What are the alternatives to the word ‘very big’?

‘Alternative’ means a different option or choice. In this case, there are many alternative options to describe something as ‘very big.’ When trying to improve your English skills, it’s helpful to have a wide vocabulary. This blog post will help you learn some ‘very big’ synonyms and work towards expanding your English vocabulary more generally.  Having a wide vocabulary and knowing lots of alternative synonyms for words in English will help you to express your thoughts and ideas more clearly when you communicate in English.

A synonym is a different word for something with the same meaning, in English, we have lots of synonyms for words, for example you can say ‘loud’ or ‘noisy’ and it means the same thing. Sometimes synonyms have slightly different meanings but once you get used to hearing certain words in sentences you will be able to use them in the right context yourself.

In English, people often say ‘very’ before something to emphasise a more intense version of that word. For example, you can say ‘I’m very tired’ to mean you are more than just tired. However, if you use the term too often it will start to sound repetitive so its good to learn a very other words that mean the same.

Examples of alternative words for ‘very big’

  1. Gigantic

Example: That spider is absolutely gigantic!

  1. Humongous

Example: The tree outside the shop is humongous.

  1. Huge

Example: I took a huge slice of cake.

  1. Massive

Example: There is a massive storm coming!

  1. Large

Example: I’m expected to get a large pay rise in the coming months.

  1. Vast

Example: There’s a vast expanse of water covering the area.

  1. Enormous

Example: The que for the restaurant looks enormous.

  1. Astronomic

Example: You can’t imagine the size, its astronomic.

  1. Hefty

Example: He has a hefty weight for a small rabbit.

  1. King size

Example: I need to buy a king size bed sheet.

  1. Monumental

Example: The impact of your actions is going to be monumental!

  1. Whopping

Example: That’s a whopping size of car you’ve got there.

  1. Jumbo

Example: We are very hungry. We didn’t just get the big option, we went for jumbo.

  1. Bulky

Example: It won’t fit into the boot of the car, it’s a bulky suitcase.

  1. Weighty

Example: That’s a weighty portion there.

  1. Oversize

Example: I got you an oversize jumper to keep you extra warm.

  1. Magnificent

Example: I’m proud of my favourite team – they achieved a magnificent victory.

  1. Supersized

Example: We’re going away for the weekend and John let us borrow his supersized camper van.

  1. Immeasurable

Example: You made it! You have saved me from the immeasurable pain that would have occurred in your absence.

  1. Mega

Example: Although it began as a small occasion, this has turned into a mega event.

Knowing when to use which synonym

Although we have given specific examples here, many of these words can be switched around to replace one another. Some words can’t be used out of context, for example ‘weighty’ and ‘bulky’ have specific meanings because one refers to the weight of something and the other refers to the size. Additionally, ‘king sized’ and ‘supersized’ can be used to refer to specific sizes of something so it may not be possible to use these words in place of one another.             
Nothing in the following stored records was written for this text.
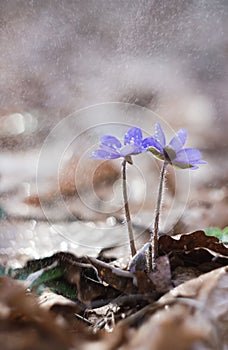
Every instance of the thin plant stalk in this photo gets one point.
(127, 211)
(154, 235)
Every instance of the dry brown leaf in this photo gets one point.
(193, 315)
(115, 277)
(190, 241)
(24, 325)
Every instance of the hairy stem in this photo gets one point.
(154, 236)
(127, 211)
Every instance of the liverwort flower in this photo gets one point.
(175, 155)
(111, 148)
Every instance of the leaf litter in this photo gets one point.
(66, 302)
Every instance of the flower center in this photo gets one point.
(170, 154)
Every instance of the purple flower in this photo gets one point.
(173, 153)
(111, 148)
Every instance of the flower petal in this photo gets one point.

Expanding your English vocabulary

When you first get started learning a language, you will most likely express yourself in a pretty basic way. As time goes by, you will learn to speak more specifically about what you’re doing and feeling and this is partly down to widening your English vocab. This will help you in your written work, or conversation with friends or even when applying for a job in the future. Some tips you can start implementing to expand your vocab:

  1. Learn more synonyms by spending time with a thesaurus or using wordhippo.com.
  2. Read, read, read! Make sure to explore a wide variety of mediums and genres e.g. read magazines, books, websites and blogs to get an understanding of variety of writing styles and vocabularies.
  3. Listen to podcasts, music and the news to hear different words you may not know.
  4. Make friends with UK locals or listen to people talking in public spaces and try and pick up the local slang.
  5. Make it fun! Find an online game, (there are lots of English language apps including word games) or listen to music or watch movies with the subtitles.

Knowing a wider selection of ways to express yourself will not only make it easier for you to get by in an English-speaking country, but you will also be able to have more interesting and in-depth conversations with other English speakers. Read more on how to expand your English vocabulary our blog post ‘How to improve your English vocab’ here.

After reading this blog post, you will have definitely expanded your vocabulary to include lots of words you can replace ‘very big’ with. The next time you’re about to write or say ‘very big’ try alternating it with one of these other words. Next, why not pick another word you find yourself using often and try learning a few synonyms?

One of the most annoying things about learning a new language is when you discover a new word or phrase that you like, then it completely slips your mind. We recommend you create a personal ‘word journal’ unique to your own interests and English skills. You can begin by adding some of the words we have listed as synonyms for very big, then include other words you have researched alternatives for.

Once you have a few synonyms for commonly used words under your belt, you’ll be one step closer to improving your English-language skills and becoming a more proficient speaker and writer!